Most of us consume caffeine daily, often without realizing it. You might start with a double espresso, have tea mid-morning, grab an energy drink at lunch, and enjoy fizzy cola in the evening with a chocolate bar. While this is normal for many, do you know how much caffeine you’re actually consuming?
Here, Food Safety training experts High Speed Training share advice on caffeine, recommended intakes, and which common foods and drinks contain caffeine.
Most of us consume caffeine daily, often without realizing it. You might start with a double espresso, have tea mid-morning, grab an energy drink at lunch, and enjoy fizzy cola in the evening with a chocolate bar. While this routine is common, are you aware of your total caffeine intake?
Here, Food Safety training experts High Speed Training share advice on caffeine, recommended intakes, and which common foods and drinks contain caffeine.
Is Caffeine Dangerous?
Dr. Richard Anderson, Director of Learning at High Speed Training, said: “Caffeine is a chemical substance that acts as a stimulant in the body, meaning it can increase your heart rate, give you more energy, or help you feel more awake. Caffeine is either naturally occurring, found in many plants, or it can be synthetic, intentionally added to drinks, foods, and supplements to give consumers the desired effects.

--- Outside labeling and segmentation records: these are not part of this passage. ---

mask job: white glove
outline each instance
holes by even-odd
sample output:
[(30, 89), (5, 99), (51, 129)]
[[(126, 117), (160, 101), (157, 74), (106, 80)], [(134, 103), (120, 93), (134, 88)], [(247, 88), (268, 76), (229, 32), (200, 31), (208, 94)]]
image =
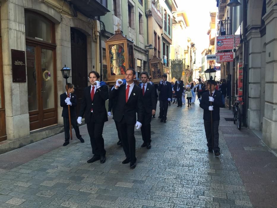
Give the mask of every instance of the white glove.
[(213, 97), (211, 97), (210, 96), (209, 96), (209, 101), (211, 102), (213, 102), (214, 100), (214, 98)]
[[(120, 83), (119, 83), (119, 82), (121, 82)], [(116, 86), (118, 86), (119, 87), (120, 86), (122, 85), (123, 83), (123, 82), (122, 81), (122, 80), (121, 79), (118, 79), (118, 80), (116, 80), (116, 83), (115, 84), (115, 85)]]
[(99, 81), (96, 81), (94, 83), (96, 84), (96, 88), (98, 88), (100, 86), (100, 82)]
[(136, 127), (137, 127), (136, 128), (136, 129), (138, 129), (141, 127), (142, 126), (142, 124), (141, 124), (141, 123), (140, 123), (138, 121), (137, 122), (137, 123), (136, 123)]
[(78, 117), (78, 119), (77, 119), (77, 122), (79, 124), (81, 124), (82, 123), (82, 121), (81, 120), (82, 117), (79, 116)]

“Whilst caffeine can be considered a ‘drug’, in small doses, caffeine is not harmful. Most people can consume up to 400mg of caffeine a day without it causing any health problems – this is equivalent to about four cups of coffee, five cups of tea, or four 250ml cans of energy drinks per day.”
Regularly consuming more than 400mg of caffeine a day, nevertheless, can be dangerous to your health, particularly if you are more sensitive to caffeine or if you are pregnant. Consuming high amounts of caffeine on a regular basis can also cause you to become addicted, just like an addiction to any other drug or substance.
Too much caffeine can cause problems like:
- Headaches and dizziness.
- A fast heartbeat.
- Restlessness or shakiness.
- Dehydration.
- Insomnia and disturbed sleep
- Increased anxiety or stress.
For pregnant people, the NHS recommends you consume no more than 200mg of caffeine per day, as regularly consuming more than this can increase the risk of pregnancy complications.
How Long Does Caffeine Last?
Dr. Anderson continues: “Once you’ve eaten or drunk something containing caffeine, it takes a little while to feel the effects, as the caffeine doesn’t cause a spike in your bloodstream until around an hour later. The effects of caffeine can last for up to six hours; however, it takes a lot longer for the caffeine to leave your system than it does to enter it.
For this reason, many people choose to set themselves a caffeine cut-off time, such as 4 PM, so that the caffeine does not affect their sleep quality.”
When you consume caffeine, it has various effects on your body. Caffeine can act as a diuretic, causing you to urinate more as your body tries to get rid of excess water and salt.
It can also increase your blood pressure and stimulate your central nervous system, causing you to feel more alert and energetic.
If caffeine is suddenly removed from a diet where it is normally prevalent, it can cause withdrawal symptoms, including headaches, nausea, lack of concentration, and irritability.
Is All Caffeine the Same? Natural vs Synthetic Caffeine
Natural caffeine comes from various plants like tea leaves, coffee beans, cacao pods, kola nuts, and guarana seeds. This means drinks like tea, coffee, and chocolate are naturally caffeinated. Sometimes, these ingredients are added to foods and drinks for a caffeine boost, for example guarana extract in energy drinks.
Synthetic caffeine, on the other hand, is a man-made chemical created in a lab that is added to drinks and supplements by manufacturers to give their products energy-boosting properties. The chemical makeup of synthetic caffeine is largely the same as natural caffeine, and it provides the same results, so it’s often a quicker and cheaper option for manufacturers to use.
Common foods and drinks that contain caffeine include:
- Coffee and tea. Some herbal tea has caffeine, whilst other varieties do not
- Chocolate and other chocolate products
- Fizzy drinks, energy drinks and sports drinks.
- Alcopops and pre-mixed cocktails.
- Energy-boosting snacks.
- Some vitamins and supplements
- Over-the-counter medicines – like pain relievers and cold medicines
- ‘Caffeine-powered’ vapes.
Dr Anderson added “Caffeine is one of the most widely consumed substances in the world, and is enjoyed by billions of people as part of their daily routine. Caffeine itself is not harmful, but it is really important to keep an eye on how much you are consuming, especially if you are finding it hard to sleep or experiencing heightened anxiety or stress.”